Budget

La découverte de la rigueur

Quelques centaines de chefs d'entreprise réunis par le Centre des jeunes dirigeants attendent Jacques Delors, ce samedi 12 juin 1982, dans le décor douillet du casino de Deauville. Mais beaucoup pensent que le ministre ne viendra pas. Il doit être en effet dans l'après-midi à Bruxelles pour négocier avec ses homologues européens les conditions de la dévaluation du franc.

Finalement, le ministre de l'Économie se présente. Devant une salle médusée, il annonce un « petit électrochoc » qui sera suivi d'une « cure de rigueur ». L'objectif à atteindre est déjà désigné : moins de 10 % d'inflation en 1982 ; 8 % en 1983.

L'an I de l'expérience socialiste s'achève. L'an II sera celui de la rigueur. Laurent Fabius a la charge de traduire cette nouvelle direction dans le budget de 1983.
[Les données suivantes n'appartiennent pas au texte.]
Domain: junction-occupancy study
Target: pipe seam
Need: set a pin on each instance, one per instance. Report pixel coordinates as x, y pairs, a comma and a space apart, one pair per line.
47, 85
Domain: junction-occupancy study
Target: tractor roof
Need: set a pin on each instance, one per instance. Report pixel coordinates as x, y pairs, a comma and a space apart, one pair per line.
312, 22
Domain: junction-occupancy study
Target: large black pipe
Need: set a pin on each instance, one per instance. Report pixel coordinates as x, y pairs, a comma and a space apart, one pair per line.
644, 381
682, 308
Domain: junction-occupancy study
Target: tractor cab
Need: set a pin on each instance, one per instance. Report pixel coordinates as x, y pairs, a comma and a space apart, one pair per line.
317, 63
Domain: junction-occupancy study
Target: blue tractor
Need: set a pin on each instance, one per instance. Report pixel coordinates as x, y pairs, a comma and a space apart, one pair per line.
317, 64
Pour l'élaboration du budget précédent, le gouvernement avait accepté sans trop d'hésitations les projections économiques les plus roses. La reprise se manifesterait, pensait-on, au plan mondial dans le courant de l'année 1982. La seule hardiesse devait consister à l'anticiper. Le budget de 1982 fut donc bâti sur une hypothèse de croissance de 3,3 % pour l'économie française. Le résultat final excède à peine 1,7 %.

Prudence

Pour 1983, les mêmes experts entrevoient à nouveau le bout du tunnel. Le rapporteur général du budget à l'Assemblée nationale note ainsi que « l'espoir de reprise modérée se fonde sur l'évolution favorable des termes de l'échange entre l'OCDE et les pays producteurs d'énergie et de produits de base, sur la réduction des rythmes d'inflation et sur le retour à des balances de paiement plus équilibrées ».
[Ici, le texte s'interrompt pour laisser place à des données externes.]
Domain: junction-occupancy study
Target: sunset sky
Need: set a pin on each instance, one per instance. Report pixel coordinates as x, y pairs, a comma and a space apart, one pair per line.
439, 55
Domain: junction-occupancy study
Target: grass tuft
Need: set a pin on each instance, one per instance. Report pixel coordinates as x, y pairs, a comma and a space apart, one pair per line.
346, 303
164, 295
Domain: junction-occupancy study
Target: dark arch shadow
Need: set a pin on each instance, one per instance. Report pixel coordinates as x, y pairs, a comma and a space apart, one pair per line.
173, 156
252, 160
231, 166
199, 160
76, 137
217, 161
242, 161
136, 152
Les mêmes causes n'engendrent pas forcément les mêmes effets. L'optimisme pour 1982 avait engendré un budget euphorique. Mais l'optimisme, à peine nuancé, pour 1983 inspire donc un budget prudent.
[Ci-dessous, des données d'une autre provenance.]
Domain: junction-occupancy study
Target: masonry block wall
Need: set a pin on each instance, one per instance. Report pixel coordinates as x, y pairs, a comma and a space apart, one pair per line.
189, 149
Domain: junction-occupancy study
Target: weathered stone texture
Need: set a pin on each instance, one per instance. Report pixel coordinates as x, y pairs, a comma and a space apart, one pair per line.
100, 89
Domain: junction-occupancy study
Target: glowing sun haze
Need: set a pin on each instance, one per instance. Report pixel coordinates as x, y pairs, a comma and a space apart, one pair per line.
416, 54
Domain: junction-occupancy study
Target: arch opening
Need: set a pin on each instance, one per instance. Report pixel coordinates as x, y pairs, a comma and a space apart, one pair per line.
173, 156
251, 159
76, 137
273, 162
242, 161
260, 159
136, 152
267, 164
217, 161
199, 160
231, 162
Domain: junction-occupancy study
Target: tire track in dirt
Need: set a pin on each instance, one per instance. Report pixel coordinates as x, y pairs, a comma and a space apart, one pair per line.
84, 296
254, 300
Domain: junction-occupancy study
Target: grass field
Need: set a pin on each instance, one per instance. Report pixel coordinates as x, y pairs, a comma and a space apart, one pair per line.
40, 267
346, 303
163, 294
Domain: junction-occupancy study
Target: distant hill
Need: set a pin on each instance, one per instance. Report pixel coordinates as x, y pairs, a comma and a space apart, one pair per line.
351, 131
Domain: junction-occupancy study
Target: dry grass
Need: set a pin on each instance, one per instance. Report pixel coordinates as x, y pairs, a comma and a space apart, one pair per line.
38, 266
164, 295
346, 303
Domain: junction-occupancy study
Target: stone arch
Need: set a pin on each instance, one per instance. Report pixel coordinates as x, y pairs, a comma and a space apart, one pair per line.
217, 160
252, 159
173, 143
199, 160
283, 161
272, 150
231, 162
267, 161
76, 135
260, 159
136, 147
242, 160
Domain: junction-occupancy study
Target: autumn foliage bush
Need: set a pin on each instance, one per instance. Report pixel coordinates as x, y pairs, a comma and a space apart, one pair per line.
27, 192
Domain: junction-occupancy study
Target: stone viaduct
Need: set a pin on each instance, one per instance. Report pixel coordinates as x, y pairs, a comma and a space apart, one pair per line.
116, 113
Entre-temps, l'électrochoc du 12 juin a produit son effet au sein du gouvernement, où le « clan des réalistes » — comme aiment à le désigner ceux qui s'en réclament — impose ses vues.

De fait, la gauche française n'a pas le choix, face à des partenaires occidentaux goguenards et aux nombreux dangers provoqués par le différentiel d'inflation. Il lui faut montrer qu'elle peut, elle aussi, réussir une politique de rigueur.

Règle d'or

Le seuil fatidique des 100 milliards de F que l'on craignait par-dessus tout pour le déficit budgétaire et pour le commerce extérieur est, dans les deux cas, évité de justesse dans l'exécution de la loi de finances 1982. Pour le budget 1983, le président de la République assigne un objectif absolu au gouvernement : que le taux des prélèvements obligatoires n'excède pas 3 % du PIB.

Au-delà de cette règle d'or, il s'agit pour Laurent Fabius de « casser les enchaînements inflationnistes ». La loi de finances devra donc s'inscrire dans la logique de la sortie du blocage des prix et des salaires.

Les hypothèses économiques qui sous-tendent ce budget sont donc nettement plus modestes que l'année précédente. Le taux de croissance prévu pour 1983 se limite à 2 %. La consommation des ménages ne doit augmenter que de 1,6 % (contre 2,3 % dans le budget de 1982). Le pouvoir d'achat est promis quant à lui, à une augmentation très modique (0,9 %).

L'année sera donc relativement austère. Son budget peut difficilement ne pas l'être. Avant la dévaluation, les services du ministère travaillaient sur des hypothèses d'accroissement des dépenses publiques de l'ordre de 16 %.

Après une première révision en baisse, le chiffre finalement retenu est de 11,8 %, soit 881,3 milliards de F. Mais les recettes augmentent sensiblement moins vite : 10 %, soit 766,1 milliards de F.

Le déficit (117,8 milliards de F) reste finalement inférieur à 3 % du PIB, ce qui le situe à un niveau très proche de l'Allemagne fédérale et très loin de certains de nos partenaires, comme les Pays-Bas (6,4 %) ou, a fortiori, la Belgique et l'Italie.

Au total, il s'agit, selon Laurent Fabius, de « dépenser mieux avant de dépenser plus ». L'opposition ne manque pas de se gausser de ce virage, dont elle conteste la portée. Le secrétaire général du RPR, Bernard Pons, accuse le gouvernement d'avoir « scandaleusement truqué » ce budget, tandis que des experts travaillant pour l'ancien Premier ministre Raymond Barre dénoncent « de multiples artifices de présentation qui faussent la comparaison avec le budget de l'année précédente ».